Yannik Hesse
Research & Machine Learning Engineer
Jena, Germany
I work on reinforcement learning and agentic AI. I did my Master's at RWTH Aachen University with an exchange at ETH Zurich. Right now I'm fine-tuning AI agents for computer use at Warmwind.
Research
Learning to Search and Searching to Learn for Generalization in Planning
With Michael Aichmüller and Hector Geffner. A self-improving WA* learning framework combining a value heuristic (Relational GNN) with best-first search: the heuristic guides search, and the search data updates the heuristic via Q-Learning. The resulting heuristics generalize zero-shot to much larger instances, e.g. trained on Blocksworld with <30 blocks, solving instances with 488 blocks without search. Evaluated on Sokoban, PushWorld, The Witness, and IPC 2023 benchmarks.
On Limits of GNNs for Planning in Pushworld
Combines heuristic search with a learned value function for RL in planning domains. Tested on PushWorld, a benchmark for tool use and long-horizon reasoning. Extends R-GNNs with global attention pooling, reaching performance competitive with the classical planner LAMA.

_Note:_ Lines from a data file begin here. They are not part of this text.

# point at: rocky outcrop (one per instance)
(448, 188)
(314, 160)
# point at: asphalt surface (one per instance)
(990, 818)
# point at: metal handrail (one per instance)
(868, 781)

Parallel Taping in Adjoint Algorithmic Differentiation
Speeds up adjoint AD by splitting the primal into partial functions and recording tapes concurrently with OpenMP. Includes checkpointing and rematerialization for memory-bound settings. Got up to 4x speedup on a single machine. Results were later integrated into dco/c++.
Open Source
Contribution to Puffer.ai
Built high-speed RL environments in C and training algorithms in PyTorch for PufferLib, an open-source high-performance reinforcement learning library. My 2048 environment is now a core entry in their benchmarking stack. Also featured on zen2048.com.
pdfalign
Table extraction with OCR from PDFs. Uses mean shift to align and pull structured data from scanned and digital documents.
Experience
Researcher , ML Lab, RWTH Aachen
Research on classical planning + deep RL. Built tree-based training algorithms with PyTorch and Slurm.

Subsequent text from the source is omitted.